Thermodynamic engine with a quantum degenerate working fluid

Can quantum mechanical thermodynamic engines outperform their classical counterparts? To address one aspect of this question, we experimentally realize and characterize an isentropic thermodynamic engine that uses a Bose-condensed working fluid. In this engine, an interacting quantum degenerate gas of bosonic lithium is subjected to trap compression and relaxation strokes interleaved with strokes strengthening and weakening interparticle interactions. We observe a significant enhancement in efficiency and power when using a Bose-condensed working fluid, compared to the case of a nondegenerate gas. We demonstrate reversibility, and measure power and efficiency as a function of engine parameters including compression ratio and cycle time. Results agree quantitatively with exact interacting finite temperature field-theoretic simulations.

Figure 1

Thermodynamic engine with a quantum degenerate working fluid. (a) Engine cycle in $a_s\text{−}\overline{\omega }$ space. Color shows total energy per particle. (b) Top: BEC images after 12 ms of expansion at each step. Middle: Evolution of trap frequency (dotted) and scattering length (dot dashed). Bottom: measured release energies for quantum degenerate (circles) and thermal (squares) working fluids during one engine cycle, normalized by the step $A$ value. Dotted lines connect data points. Inset shows efficiency for each condensate fraction $f_c$; line indicates theoretical maximum efficiency in the Thomas-Fermi regime. Error bars show standard error in all figures.

Figure 2

Engine reversibility and repeatability. (a): Comparison of the cycle performed in the “forward” $\left(A-B-C-D-A\right)$ and “reverse” $\left(A-D-C-B-A\right)$ directions, indicated by right- and left-pointing markers, respectively. Light blue line shows results of analytic calculations [see Eq. (7)]; black line shows results of isentropic fully interacting numerical simulations in both panels. (b): Measured release energy evolution during four repeated engine cycles. Simulation particle number is set to the mean particle number across each four-step cycle.

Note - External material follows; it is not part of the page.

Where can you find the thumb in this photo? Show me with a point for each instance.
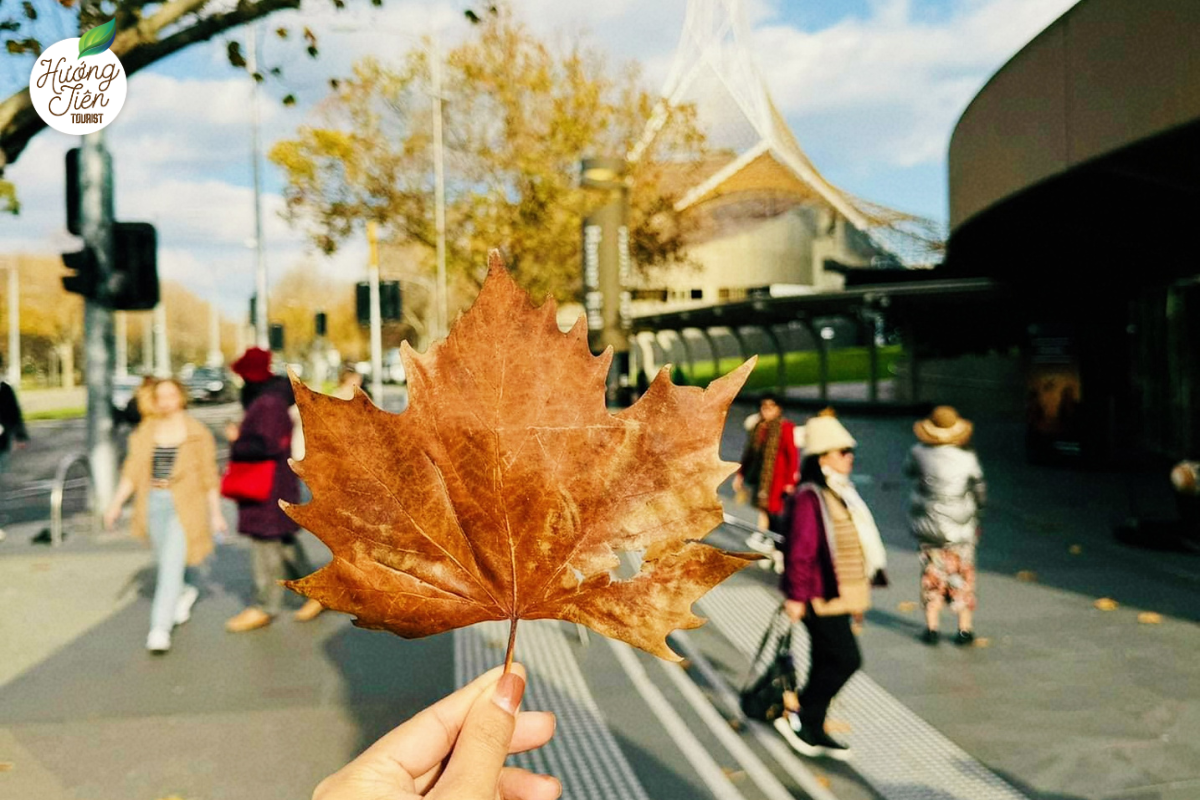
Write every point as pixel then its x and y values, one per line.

Error bars are smaller than symbol size.

Figure 3

Efficiency and power vs cycle time. (a): Measured energy transfer efficiency $\eta$ versus cycle time. Line shows theoretical efficiency from Eq. (7). (b): Measured engine power, quoted in quectoWatts $({10}^{-30}$ Watts), versus cycle time. Shaded region shows the theoretical prediction of Eq. (7) for the measured range of atom numbers. The power shown here is taken from release energy measurements; as discussed in the main text, the total power is a factor of 2.5 higher. Inset shows adiabaticity parameter $\mathrm{\Theta }$ versus cycle time.

Figure 4

Varying compression ratio. (a): Measured release energy evolution over one engine cycle for varying $\nu ={\overline{\omega }}_B/{\overline{\omega }}_A$ at a fixed interaction ratio $\kappa =a_s^C/a_s^A=2.4$. Lines show analytical prediction of Eq. (7). (b): Efficiency $\eta$ as a function of compression ratio. Shaded region shows theoretical prediction of Eq. (9) for the measured range of atom numbers.

Figure 5

Varying interaction strength ratio. (a): Measured release energy evolution over one engine cycle for varying interaction strength ratio $\kappa =a_s^C/a_s^A$ at a fixed compression ratio $\nu =1.94$. (b): Power output as a function of $\kappa$. Shaded regions in both panels are theoretical predictions from Eq. (7) for the measured range of atom numbers.

Figure 6

$\mathcal{PV}$ diagram for the thermodynamic engine. ${\mathcal{V}}_A$ and ${\mathcal{P}}_A$ are the harmonic volume and pressure evaluated at step $A$ of the engine cycle. Here $\kappa =10$ and $\nu =1.5$.